Die menschliche Superkraft

Editorial zur Ausgabe 10 zum Schwerpunkt »Die imaginierte Wirklichkeit« ​

Dr. Ute Schönfelder, Redakteurin, Abteilung Hochschulkommunikation

Foto: Anne Günther (Universität Jena)

Hand aufs Herz: Was fällt Ihnen ein, wenn Sie den Begriff Romantik hören? Sonnenuntergänge, idyllische Landschaften, Gemütlichkeit bei Kerzenschein? Damit sind Sie vermutlich nicht allein und doch vom Kern der Epoche der Romantik weit entfernt. Denn der offenbart sich nicht nur im schwärmerischen, mystifizierenden oder melancholischen Blick auf die Welt. Vielmehr hat uns die Literatur und Kunst der Romantik das Bewusstsein für unsere Vorstellungskraft geschenkt, Denk- und Reflexionsräume eröffnet und so vollkommen neue künstlerische Ausdrucksformen ermöglicht.

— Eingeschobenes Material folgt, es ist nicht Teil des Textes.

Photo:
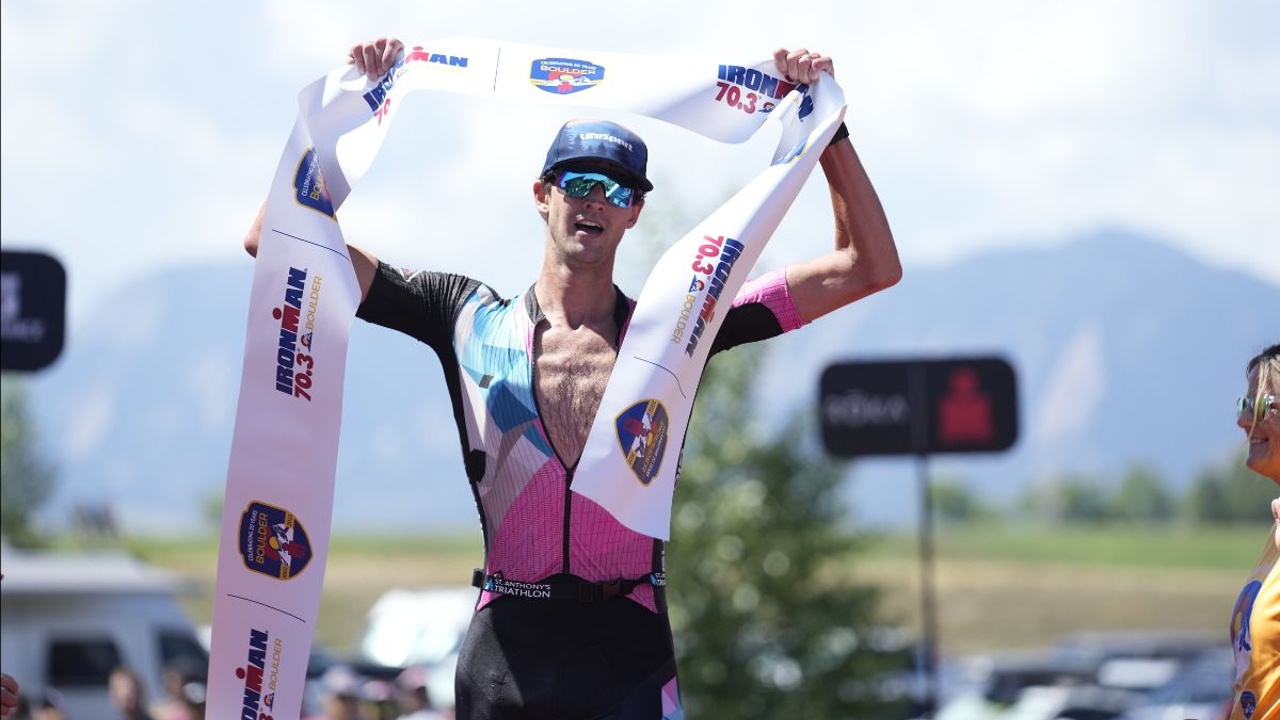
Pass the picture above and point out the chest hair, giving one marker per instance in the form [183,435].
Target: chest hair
[572,369]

Im Jahr des 250. Geburtstages des romantischen Dichters und Philosophen Novalis, der u. a. in Jena studiert hat, schauen wir in der vorliegenden Ausgabe der LICHTGEDANKEN auf diese – die Moderne prägende – Epoche, deren Anfänge in Deutschland in der Universität Jena liegen. Heute wird hier in vielfältiger Weise zur Romantik geforscht. In Interviews und Berichten gehen wir der Romantik in Literatur und bildender Kunst nach und spüren ihr Fortwirken in gegenwärtiger Politik und Gesellschaft auf.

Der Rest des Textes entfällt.